Olfactomedin 4 expression and functions in innate immunity, inflammation, and cancer.

Abstract

Olfactomedin 4 (OLFM4) is an olfactomedin domain-containing glycoprotein. Multiple signaling pathways and factors, including NF-κB, Wnt, Notch, PU.1, retinoic acids, estrogen receptor, and miR-486, regulate its expression. OLFM4 interacts with several other proteins, such as gene associated with retinoic-interferon-induced mortality 19 (GRIM-19), cadherins, lectins, nucleotide oligomerization domain-1 (NOD1) and nucleotide oligomerization domain-2 (NOD2), and cathepsins C and D, known to regulate important cellular functions. Recent investigations using Olfm4-deficient mouse models have provided important clues about its in vivo biological functions. Olfm4 inhibited Helicobacter pylori-induced NF-κB pathway activity and inflammation and facilitated H. pylori colonization in the mouse stomach. Olfm4-deficient mice exhibited enhanced immunity against Escherichia coli and Staphylococcus aureus infection. Olfm4 deletion in a chronic granulomatous disease mouse model rescued them from S. aureus infection. Olfm4 deletion in mice treated with azoxymethane/dextran sodium sulfate led to robust intestinal inflammation and intestinal crypt hyperplasia. Olfm4 deletion in Apc (Min/+) mice promoted intestinal polyp formation as well as adenocarcinoma development in the distal colon. Further, Olfm4-deficient mice spontaneously developed prostatic epithelial lesions as they age.
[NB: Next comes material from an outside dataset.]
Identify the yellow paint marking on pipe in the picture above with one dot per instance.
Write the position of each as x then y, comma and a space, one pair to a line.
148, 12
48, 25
OLFM4 expression is correlated with cancer differentiation, stage, metastasis, and prognosis in a variety of cancers, suggesting its potential clinical value as an early-stage cancer marker or a therapeutic target. Collectively, these data suggest that OLFM4 plays important roles in innate immunity against bacterial infection, gastrointestinal inflammation, and cancer. In this review, we have summarized OLFM4's initial characterization, expression, regulation, protein interactions, and biological functions.